U.S. crude for May rose 89 cents to $108.01, having bounced off an earlier $105.50 low.
U.S. June crude futures rose 96 cents to $108.65 after falling earlier to $106.01, just above its $105.98 low from last week.
We had a test of last week's low and the weaker dollar and U.S. equities rebounding so far all helped crude, said Chris Dillman, analyst at Tradition Energy in Stamford, Connecticut.
Brent's premium to the U.S. June contract narrowed $1.40 to $13.09 a barrel, in a range on Tuesday from $12.38 to $14.31.
Hot money chased Brent on the way up, and it became a momentum trade, more so than for WTI. If money managers decide the play is over, they are going to run for the exits, said Timothy Evans, energy analyst at Citi Futures Perspective in New York.
Helping ease recent fears that high prices were eroding oil demand and threatening economic recovery, a government report showed U.S. housing starts and permits rose more than expected in March, snapping back from the prior month's winter depressed levels.
Solid euro zone economic data helped the euro rebound against the dollar after its worst day in five months.
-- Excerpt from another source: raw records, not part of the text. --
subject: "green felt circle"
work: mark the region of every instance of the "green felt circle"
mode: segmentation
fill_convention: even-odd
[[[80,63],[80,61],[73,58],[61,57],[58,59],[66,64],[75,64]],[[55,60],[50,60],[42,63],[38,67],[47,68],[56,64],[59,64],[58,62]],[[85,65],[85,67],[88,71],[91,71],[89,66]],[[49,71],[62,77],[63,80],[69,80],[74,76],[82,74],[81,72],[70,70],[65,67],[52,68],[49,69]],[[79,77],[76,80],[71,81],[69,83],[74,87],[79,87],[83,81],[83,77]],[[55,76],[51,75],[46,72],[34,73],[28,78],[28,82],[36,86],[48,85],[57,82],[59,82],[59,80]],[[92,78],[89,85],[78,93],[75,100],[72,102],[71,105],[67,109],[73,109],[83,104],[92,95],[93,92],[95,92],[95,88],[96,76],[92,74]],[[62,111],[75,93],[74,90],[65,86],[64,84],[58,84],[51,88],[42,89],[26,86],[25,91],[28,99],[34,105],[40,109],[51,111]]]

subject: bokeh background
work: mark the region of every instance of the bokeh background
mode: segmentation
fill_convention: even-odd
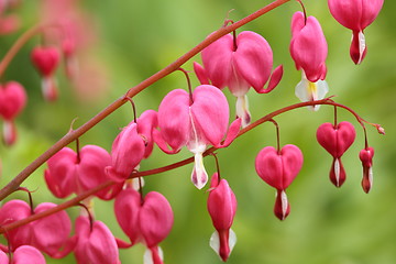
[[[0,37],[3,54],[16,37],[41,19],[41,1],[22,1],[16,12],[21,29]],[[31,40],[8,68],[2,81],[15,79],[29,94],[29,103],[18,118],[19,141],[12,147],[0,145],[4,186],[36,156],[59,140],[75,118],[78,127],[152,74],[186,53],[210,32],[220,28],[227,13],[239,20],[270,1],[242,0],[134,0],[134,1],[76,1],[80,12],[89,16],[91,35],[89,47],[81,52],[85,81],[76,88],[57,72],[61,96],[54,103],[45,102],[40,92],[40,77],[30,62],[30,51],[40,43]],[[327,1],[305,0],[309,15],[321,23],[329,45],[327,59],[330,86],[328,95],[336,95],[340,103],[353,108],[364,119],[381,123],[386,135],[367,127],[369,143],[375,148],[374,186],[366,195],[360,182],[362,166],[358,158],[364,147],[363,132],[354,118],[339,111],[339,120],[355,124],[355,143],[342,157],[348,179],[342,188],[329,182],[331,156],[316,142],[316,129],[332,122],[333,109],[321,107],[311,112],[298,109],[276,118],[280,125],[280,144],[293,143],[304,152],[305,163],[300,174],[287,189],[292,212],[280,222],[273,215],[274,189],[263,183],[254,169],[258,151],[275,145],[275,129],[263,124],[238,139],[230,147],[218,151],[222,177],[229,180],[239,207],[233,230],[238,243],[229,263],[268,264],[392,264],[396,263],[396,3],[385,1],[377,20],[366,29],[369,52],[363,64],[355,66],[349,57],[351,32],[331,16]],[[298,102],[294,87],[300,79],[289,56],[290,18],[300,7],[290,1],[240,31],[252,30],[262,34],[272,45],[274,65],[284,65],[280,85],[268,95],[249,92],[253,119]],[[85,59],[85,61],[84,61]],[[200,62],[200,57],[194,58]],[[84,65],[86,62],[86,65]],[[185,69],[193,70],[193,62]],[[191,74],[193,84],[198,85]],[[138,113],[157,110],[162,98],[175,88],[187,88],[180,73],[157,81],[134,98]],[[234,98],[228,90],[231,113]],[[132,120],[129,105],[123,106],[91,131],[80,138],[81,144],[98,144],[108,151],[119,128]],[[70,147],[75,147],[74,144]],[[190,156],[186,151],[165,155],[155,148],[153,156],[143,161],[141,169],[167,165]],[[216,169],[212,157],[206,157],[209,174]],[[46,189],[43,172],[37,169],[23,184],[33,194],[34,202],[62,202]],[[213,232],[206,209],[208,194],[198,191],[190,183],[191,165],[146,178],[145,191],[157,190],[172,204],[175,223],[168,238],[161,244],[166,263],[220,263],[209,248]],[[12,194],[9,199],[24,199],[25,194]],[[68,209],[74,219],[78,208]],[[112,202],[96,200],[96,218],[106,222],[112,232],[127,237],[118,227],[112,213]],[[1,240],[4,243],[4,240]],[[144,246],[121,250],[122,263],[142,263]],[[74,263],[74,256],[47,260],[51,264]]]

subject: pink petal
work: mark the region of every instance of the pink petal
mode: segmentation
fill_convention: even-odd
[[[59,63],[59,52],[56,47],[34,47],[31,53],[31,59],[33,65],[43,76],[52,75],[58,63]]]
[[[283,189],[282,158],[275,147],[266,146],[258,152],[255,158],[255,169],[265,183],[276,189]]]
[[[114,212],[122,231],[135,244],[140,238],[139,213],[142,197],[133,188],[122,190],[114,200]]]
[[[18,248],[12,257],[12,264],[45,264],[43,254],[35,248],[22,245]]]
[[[235,69],[255,89],[263,89],[273,67],[273,52],[267,41],[251,31],[243,31],[237,38],[233,54]]]
[[[229,111],[222,91],[209,85],[198,86],[194,90],[191,114],[199,140],[218,145],[227,132]]]
[[[304,21],[304,14],[296,12],[293,16],[294,23],[296,20]],[[297,28],[296,28],[297,29]],[[294,35],[290,42],[290,54],[296,63],[297,69],[304,69],[307,79],[311,82],[316,82],[320,78],[326,76],[324,61],[328,54],[328,46],[323,31],[314,16],[307,18],[305,26],[297,32],[294,30]]]
[[[212,85],[220,89],[228,86],[232,74],[231,57],[233,52],[233,36],[228,34],[210,44],[201,53],[207,76]]]
[[[277,190],[274,206],[274,213],[280,220],[285,220],[290,213],[290,205],[287,200],[285,190]]]
[[[0,251],[0,263],[2,263],[2,264],[9,264],[8,255],[7,255],[4,252],[2,252],[2,251]]]
[[[43,202],[34,209],[34,212],[38,213],[54,207],[56,207],[55,204]],[[61,251],[68,241],[72,231],[72,222],[66,211],[38,219],[34,221],[32,227],[32,244],[50,256],[54,256]]]
[[[107,173],[114,182],[125,180],[144,156],[143,139],[138,134],[136,123],[130,123],[117,136],[111,148],[111,167]]]
[[[138,133],[143,136],[145,141],[144,158],[147,158],[154,147],[153,130],[158,127],[157,112],[146,110],[140,116],[136,122]]]
[[[158,108],[161,138],[174,152],[186,145],[190,135],[189,103],[188,92],[176,89],[165,96]]]
[[[91,264],[120,263],[116,239],[109,228],[101,221],[94,222],[85,250]]]
[[[0,86],[0,116],[13,120],[26,105],[28,96],[22,85],[9,81]]]
[[[283,163],[283,188],[286,189],[302,167],[302,153],[292,144],[287,144],[280,150]]]
[[[69,147],[64,147],[47,161],[48,168],[44,176],[48,189],[54,196],[65,198],[77,191],[75,165],[77,154]]]
[[[229,230],[237,212],[237,198],[226,179],[210,190],[207,206],[216,230]]]
[[[170,232],[174,216],[169,202],[156,191],[144,197],[139,226],[147,248],[161,243]]]

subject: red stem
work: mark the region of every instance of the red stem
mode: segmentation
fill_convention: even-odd
[[[336,106],[336,107],[344,108],[345,110],[351,112],[358,119],[359,122],[362,122],[362,121],[366,122],[356,112],[354,112],[352,109],[350,109],[350,108],[348,108],[348,107],[345,107],[343,105],[337,103],[333,100],[331,100],[330,98],[326,98],[326,99],[318,100],[318,101],[307,101],[307,102],[295,103],[295,105],[282,108],[279,110],[276,110],[274,112],[271,112],[267,116],[265,116],[265,117],[258,119],[257,121],[251,123],[246,128],[242,129],[238,133],[237,138],[240,138],[241,135],[248,133],[249,131],[251,131],[252,129],[256,128],[257,125],[260,125],[260,124],[262,124],[264,122],[273,120],[274,117],[279,116],[279,114],[284,113],[284,112],[288,112],[288,111],[294,110],[294,109],[315,106],[315,105],[329,105],[329,106]],[[373,125],[378,127],[378,124],[373,124]],[[218,148],[212,146],[212,147],[208,148],[206,152],[204,152],[202,155],[204,156],[210,155],[211,153],[213,153],[217,150]],[[184,161],[180,161],[180,162],[177,162],[177,163],[164,166],[164,167],[133,173],[130,178],[136,178],[136,177],[143,177],[143,176],[164,173],[164,172],[167,172],[167,170],[170,170],[170,169],[182,167],[182,166],[187,165],[187,164],[193,163],[193,162],[194,162],[194,157],[189,157],[189,158],[186,158]],[[111,186],[113,184],[114,184],[113,182],[109,180],[109,182],[103,183],[103,184],[101,184],[101,185],[99,185],[99,186],[97,186],[97,187],[95,187],[95,188],[92,188],[90,190],[87,190],[87,191],[76,196],[75,198],[73,198],[73,199],[70,199],[68,201],[65,201],[65,202],[63,202],[63,204],[61,204],[61,205],[58,205],[56,207],[50,208],[50,209],[47,209],[45,211],[42,211],[40,213],[35,213],[35,215],[30,216],[30,217],[28,217],[25,219],[22,219],[22,220],[19,220],[19,221],[2,226],[2,227],[0,227],[0,233],[4,233],[4,232],[7,232],[7,231],[9,231],[11,229],[21,227],[21,226],[26,224],[29,222],[35,221],[37,219],[41,219],[41,218],[51,216],[53,213],[56,213],[58,211],[65,210],[65,209],[67,209],[69,207],[76,206],[81,200],[88,198],[91,195],[95,195],[99,190],[102,190],[102,189],[105,189],[105,188],[107,188],[107,187],[109,187],[109,186]]]
[[[260,18],[261,15],[270,12],[271,10],[288,2],[290,0],[276,0],[268,6],[260,9],[258,11],[248,15],[246,18],[228,25],[226,28],[221,28],[215,33],[212,33],[210,36],[208,36],[205,41],[199,43],[197,46],[195,46],[193,50],[187,52],[185,55],[176,59],[174,63],[169,64],[162,70],[157,72],[156,74],[152,75],[147,79],[143,80],[135,87],[129,89],[127,92],[127,97],[133,98],[135,95],[147,88],[148,86],[153,85],[157,80],[164,78],[165,76],[169,75],[170,73],[178,69],[183,64],[185,64],[187,61],[189,61],[191,57],[197,55],[199,52],[201,52],[205,47],[207,47],[212,42],[219,40],[221,36],[241,28],[242,25],[251,22],[252,20],[255,20]],[[0,63],[1,66],[1,63]],[[0,67],[0,74],[1,74],[1,67]],[[97,123],[99,123],[101,120],[107,118],[110,113],[116,111],[118,108],[120,108],[122,105],[124,105],[128,100],[125,99],[125,96],[120,97],[114,102],[109,105],[107,108],[105,108],[102,111],[100,111],[97,116],[95,116],[92,119],[90,119],[88,122],[82,124],[80,128],[69,131],[66,135],[64,135],[58,142],[56,142],[53,146],[51,146],[46,152],[44,152],[41,156],[38,156],[35,161],[33,161],[28,167],[25,167],[19,175],[16,175],[7,186],[4,186],[0,190],[0,201],[3,200],[7,196],[9,196],[13,190],[15,190],[35,169],[37,169],[42,164],[44,164],[51,156],[53,156],[56,152],[58,152],[62,147],[68,145],[70,142],[76,140],[77,138],[81,136],[84,133],[86,133],[88,130],[90,130],[92,127],[95,127]]]

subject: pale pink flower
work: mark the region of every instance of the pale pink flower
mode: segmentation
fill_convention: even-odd
[[[135,189],[128,187],[116,198],[114,212],[131,245],[138,242],[146,245],[144,264],[162,264],[164,256],[158,244],[168,235],[174,222],[166,198],[156,191],[150,191],[143,198]]]
[[[296,86],[296,96],[301,101],[323,99],[329,91],[324,80],[328,45],[319,21],[296,12],[292,19],[290,55],[296,68],[301,70],[301,81]],[[309,109],[318,110],[319,106]]]
[[[302,167],[302,153],[296,145],[285,145],[282,150],[266,146],[255,160],[258,176],[276,189],[275,216],[285,220],[290,212],[286,188],[293,183]]]
[[[226,179],[215,173],[210,182],[208,211],[216,228],[210,238],[210,246],[226,262],[237,243],[231,226],[237,212],[237,198]]]
[[[86,217],[76,220],[78,238],[74,250],[78,264],[120,264],[116,239],[109,228],[101,221],[89,222]]]
[[[330,180],[337,187],[341,187],[346,179],[341,156],[352,145],[355,136],[356,132],[354,127],[346,121],[340,122],[337,125],[323,123],[317,130],[317,140],[319,144],[333,156],[330,169]]]
[[[54,74],[61,59],[58,50],[53,46],[34,47],[31,53],[31,59],[42,76],[42,92],[44,99],[55,101],[58,91]]]
[[[229,117],[226,96],[210,85],[198,86],[191,98],[185,90],[173,90],[160,105],[155,142],[168,154],[179,152],[183,146],[194,153],[191,182],[199,189],[208,182],[202,161],[207,145],[226,147],[237,138],[241,120],[237,119],[229,128]]]
[[[362,63],[367,53],[363,31],[376,19],[384,0],[328,0],[328,3],[332,16],[352,30],[350,55],[355,64]]]
[[[211,82],[220,89],[228,87],[237,97],[237,116],[246,127],[251,121],[246,97],[250,87],[258,94],[267,94],[277,86],[283,75],[282,65],[271,73],[273,52],[270,44],[257,33],[244,31],[235,40],[231,34],[222,36],[206,47],[201,55],[204,67],[194,64],[200,82]],[[270,84],[264,89],[268,79]]]
[[[4,120],[3,141],[12,145],[16,141],[14,119],[24,109],[28,96],[22,85],[8,81],[0,86],[0,116]]]
[[[363,166],[362,188],[366,194],[373,186],[373,156],[374,148],[370,146],[359,153]]]

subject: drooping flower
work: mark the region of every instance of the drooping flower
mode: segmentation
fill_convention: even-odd
[[[211,81],[220,89],[227,86],[237,97],[237,116],[242,119],[242,127],[246,127],[251,121],[246,97],[250,87],[258,94],[267,94],[278,85],[283,75],[282,65],[271,73],[273,52],[270,44],[257,33],[244,31],[238,37],[231,34],[222,36],[206,47],[201,55],[204,67],[194,64],[200,82],[208,85]]]
[[[4,120],[3,140],[7,145],[12,145],[16,140],[14,119],[26,105],[26,92],[22,85],[9,81],[0,86],[0,116]]]
[[[74,250],[77,263],[85,264],[120,264],[119,251],[114,235],[101,221],[89,221],[87,217],[76,220],[78,238]]]
[[[290,212],[286,188],[302,167],[302,153],[296,145],[285,145],[280,151],[273,146],[261,150],[255,160],[258,176],[276,189],[274,213],[285,220]]]
[[[369,194],[373,186],[373,156],[374,148],[370,146],[359,153],[359,158],[363,166],[362,188],[366,194]]]
[[[350,55],[361,64],[367,53],[363,31],[378,15],[384,0],[328,0],[332,16],[343,26],[352,30]]]
[[[237,198],[226,179],[215,173],[210,182],[208,211],[216,231],[210,238],[210,246],[226,262],[237,243],[231,226],[237,212]]]
[[[296,12],[292,19],[290,55],[296,68],[301,70],[301,81],[296,86],[296,96],[301,101],[323,99],[329,91],[324,80],[328,45],[319,21]],[[318,110],[319,106],[312,106]]]
[[[237,119],[228,129],[229,117],[226,96],[210,85],[198,86],[191,99],[185,90],[173,90],[160,105],[160,131],[154,132],[154,140],[165,153],[177,153],[185,145],[194,153],[191,182],[198,189],[208,182],[202,161],[207,145],[226,147],[239,132],[241,120]],[[224,136],[226,140],[221,143]]]
[[[30,217],[32,209],[23,200],[10,200],[0,208],[0,226],[6,226],[18,220]],[[11,251],[18,248],[30,244],[32,241],[31,223],[21,226],[19,228],[9,230],[4,233]]]
[[[135,189],[128,187],[116,198],[114,212],[131,245],[138,242],[146,245],[144,263],[162,264],[163,252],[158,244],[168,235],[174,222],[166,198],[156,191],[150,191],[143,198]]]
[[[0,251],[0,263],[1,264],[45,264],[45,258],[43,254],[31,245],[21,245],[18,248],[13,255],[12,260],[9,261],[8,255]]]
[[[22,220],[55,206],[52,202],[43,202],[33,210],[25,201],[10,200],[0,209],[0,224],[4,226]],[[67,255],[75,246],[75,238],[69,238],[70,230],[72,223],[68,215],[65,211],[59,211],[9,230],[6,235],[11,252],[22,245],[32,245],[52,257],[59,258]]]
[[[54,207],[56,207],[55,204],[43,202],[34,209],[34,213],[40,213]],[[31,227],[31,245],[50,256],[62,258],[74,250],[76,239],[69,238],[72,222],[66,211],[59,211],[41,218],[32,222]]]
[[[54,73],[58,66],[61,55],[56,47],[37,46],[31,53],[31,59],[42,75],[42,92],[45,100],[55,101],[58,96]]]
[[[319,144],[333,156],[330,180],[337,187],[341,187],[346,178],[341,156],[352,145],[355,136],[356,132],[354,127],[346,121],[340,122],[337,125],[323,123],[317,130]]]
[[[45,182],[58,198],[73,193],[80,194],[110,179],[105,170],[110,162],[110,154],[97,145],[86,145],[78,154],[69,147],[63,147],[47,161]],[[122,184],[114,184],[96,193],[96,196],[105,200],[112,199],[121,188]]]
[[[111,147],[111,166],[107,174],[116,182],[124,182],[143,158],[153,151],[153,130],[157,127],[157,113],[147,110],[136,123],[132,121],[116,138]]]

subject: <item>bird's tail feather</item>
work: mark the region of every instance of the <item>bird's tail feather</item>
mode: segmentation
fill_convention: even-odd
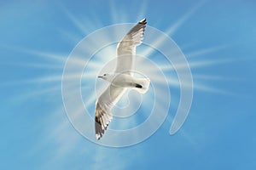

The dollar index <.DXY>, measuring the greenback against a basket of currencies, weakened. A weaker dollar can lift oil prices by making dollar-denominated crude less expensive for consumers using other currencies and by drawing investment away from foreign exchange markets seeking better returns.
OPEC SEES $100 OIL IN 2011
OPEC Secretary General Abdullah al-Badri, speaking at an oil and gas trade fair in Tehran, said he did not expect oil to fall below $100 this year, even though there was no shortage in the market.
The Organization of the Petroleum Exporting Countries (OPEC) has so far declined to take any formal action to cool oil's rally. Underlining that stance on Tuesday, Iran's oil minister said any increase in output would not bring down prices.
SUPPLY THREATS PERSIST
Threats to Africa and Middle East oil supplies that provided much of the lift that send prices to recent, 32-month peaks, remain in play. Libya's conflict continued as France and Britain differed on whether to send troops to help rebels opposed to Muammar Gaddafi.
Yemen's police fired on demonstraters and protests continued in Syria even as the government passed a draft law to lift emergency rule.
Medics treated hundreds in northern Nigeria after rioting broke out objecting to President Goodluck Jonathan's election victory.
U.S. INVENTORY DATA
Weekly oil inventory reports are expected to show U.S. crude oil stocks rose last week, which would be a seventh consecutive rise in the government's data.
A poll of analysts by Reuters on Monday showed gasoline stocks were expected to be lower, while distillate inventories were expected to be little changed.
The report from industry group American Petroleum Institute is due for release at 4:30 p.m. EDT (2030 GMT) on Tuesday. The U.S. Energy Information Administration's weekly data will follow on Wednesday at 10:30 a.m. EDT.